# Microwave



## Thisiseasy (Aug 3, 2017)

I went to dinner at a friend's house and she served salmon. I really enjoyed it and asked her for the recipe. She let me know that she cooked the entire thing from raw in her microwave!

The food tasted great, but I didn't know microwaves could cook food... Has anyone else tried this? Can you cook in the microwave or is it just for reheating?


----------



## chandler48 (Jun 5, 2017)

Microwaves move water molecules at a fast rate causing heat. THIS is what is "cooking" your food. I'm not a fan of "cooking" in a microwave. It is convenient for like baked potatoes, but a delicate dish like fish or other meat, not so much. But that's just an opinion.


----------



## mark sr (Jun 13, 2017)

My wife precooks a lot of stuff in the microwave and she often cooks different vegetables completely in the microwave. Never heard of any one cooking raw fish in a microwave. My microwave use is pretty much limited to heating up leftover or making popcorn.


----------



## Nealtw (Jun 22, 2017)

In the 70s people were offering cooking lessons for the microwaves. I am sure you could still find cook books.


----------



## mark sr (Jun 13, 2017)

Ya, in the mid 70s I was working in Arkansas and someone opened up a microwave only restaurant. I ate there once, the coffee was good but after that the taste/texture of the food went downhill.


----------



## Nealtw (Jun 22, 2017)

https://greatist.com/health/surprising-healthy-microwave-recipes#snacks


*34 Surprisingly Delicious Things You Can Make in a Microwave*​


----------



## Bud9051 (Nov 11, 2015)

I'll add my opinion as well. I wouldn't want to be without my microwave as it speeds up the kitchen process and saves money.
I buy extra whatever when on sale and freeze it. A couple of minutes in the mw (time varies with what I'm thawing) and then I cook it as usual. Put leftovers in refrigerator and again use mw to reheat.

As for cooking fish with mw only I definitely would not. Fish cooks fast but needs to be cooked without spots being missed. A mw can miss areas and fish needs all areas to reach that min temperature. 

Our food supplies are not as safe to eat as they once were but fish has always had its concerns (I'll spare you). Use the stove or oven is best.

Bud


----------



## Thisiseasy (Aug 3, 2017)

That's wild. I never knew people used them like that. I'm personally a fan of the grill.


----------



## lenaitch (Feb 10, 2014)

Thisiseasy said:


> I didn't know microwaves could cook food



Part of me wants to ask what you thought microwave ovens were for.


While I'm also not sure about cooking fish in a microwave, the new machines apparently have some new features. Our 10+ year old Sharp is making death noises so the missus wants a new one. Many new ovens have sensors that monitor the cooking by sampling the moisture/steam emitted by the food.
Perhaps the fish was cooked in a bag - sort of like steaming. I agree that meat and fish need to be cooked evenly and thoroughly.


----------



## ktownskier (Aug 22, 2018)

As long as you realize what a microwave does and doesn't do, then you can use a microwave to cook in it.

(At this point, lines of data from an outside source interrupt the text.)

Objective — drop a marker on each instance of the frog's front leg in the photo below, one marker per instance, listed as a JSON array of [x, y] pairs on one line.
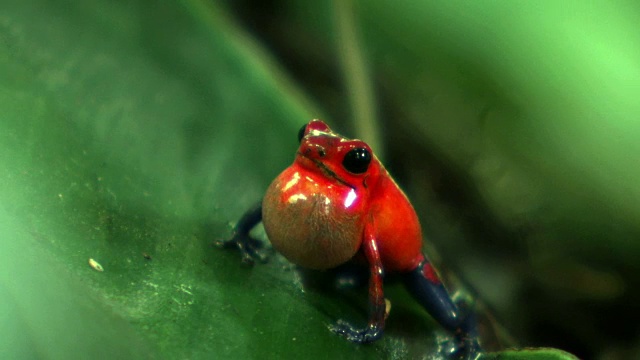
[[250, 248], [377, 306], [426, 287]]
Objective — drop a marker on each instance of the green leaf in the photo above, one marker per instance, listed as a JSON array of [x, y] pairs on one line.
[[132, 133], [529, 354]]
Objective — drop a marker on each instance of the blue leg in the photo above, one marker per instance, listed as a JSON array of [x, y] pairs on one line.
[[249, 248], [425, 286]]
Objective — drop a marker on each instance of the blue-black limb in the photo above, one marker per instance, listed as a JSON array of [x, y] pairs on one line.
[[249, 247], [425, 286], [377, 306]]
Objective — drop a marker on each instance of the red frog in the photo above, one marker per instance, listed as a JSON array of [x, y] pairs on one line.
[[337, 204]]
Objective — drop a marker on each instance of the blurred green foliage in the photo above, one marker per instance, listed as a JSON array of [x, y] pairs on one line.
[[134, 132]]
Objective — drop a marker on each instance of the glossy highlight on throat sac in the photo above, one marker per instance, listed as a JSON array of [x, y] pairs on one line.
[[337, 204]]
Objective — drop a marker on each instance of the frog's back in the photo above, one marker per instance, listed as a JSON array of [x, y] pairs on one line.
[[399, 234]]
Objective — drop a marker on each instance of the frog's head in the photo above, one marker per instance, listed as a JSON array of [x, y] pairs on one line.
[[347, 161]]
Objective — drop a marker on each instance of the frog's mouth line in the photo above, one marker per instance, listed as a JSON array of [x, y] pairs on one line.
[[328, 172]]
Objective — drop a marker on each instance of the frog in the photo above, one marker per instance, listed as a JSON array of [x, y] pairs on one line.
[[337, 204]]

What a microwave does is excite water molecules to move which creates steam. As long as what you want to cook, can be cooked with steam, then you can use a microwave. That is why a microwave is so great for veggies. 

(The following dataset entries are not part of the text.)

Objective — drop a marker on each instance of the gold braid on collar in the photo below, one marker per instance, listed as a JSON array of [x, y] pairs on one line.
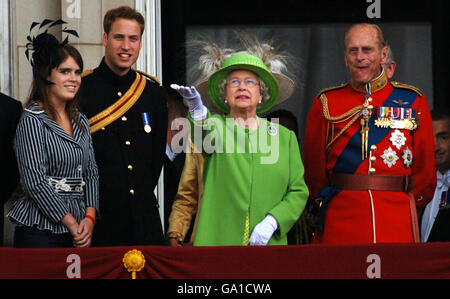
[[352, 114]]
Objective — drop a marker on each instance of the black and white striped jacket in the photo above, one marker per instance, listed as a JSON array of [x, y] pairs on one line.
[[58, 172]]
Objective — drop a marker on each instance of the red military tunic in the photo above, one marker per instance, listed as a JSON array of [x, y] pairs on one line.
[[358, 217]]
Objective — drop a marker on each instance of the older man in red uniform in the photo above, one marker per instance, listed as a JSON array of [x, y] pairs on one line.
[[368, 150]]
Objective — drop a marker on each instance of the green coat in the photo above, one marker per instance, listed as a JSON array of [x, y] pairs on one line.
[[247, 176]]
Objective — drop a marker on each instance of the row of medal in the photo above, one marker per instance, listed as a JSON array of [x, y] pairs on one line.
[[396, 118]]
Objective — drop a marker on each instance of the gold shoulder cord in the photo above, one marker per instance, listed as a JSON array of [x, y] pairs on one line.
[[352, 114]]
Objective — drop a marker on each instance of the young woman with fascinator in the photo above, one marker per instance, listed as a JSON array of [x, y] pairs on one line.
[[253, 175], [53, 146]]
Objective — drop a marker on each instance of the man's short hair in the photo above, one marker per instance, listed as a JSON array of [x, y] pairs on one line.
[[440, 114], [381, 40], [124, 12]]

I also use them for warming up shellfish. I let them defrost and then wrap them in wet paper towels and plastic wrap and steam them. The same with corn. I peal off the outer husks, soak them in water for a few minutes, wrap them in plastic wrap and microwave up to 4 ears for 5 minutes and let them rest for a few minutes.


----------



## flhtcu (Oct 12, 2014)

I've made excellent beef roasts,soups,even lasagna in microwaves. Basically just about anything you can cook in a pot or an oven,can be done in the microwave.


----------



## Nik333 (Mar 1, 2015)

I took Food Science courses that had labs, too. We would cook things with salt, without salt, too long, too little, knead too much, etc. It included microwaving, too. We then rated the food. Like a test kitchen.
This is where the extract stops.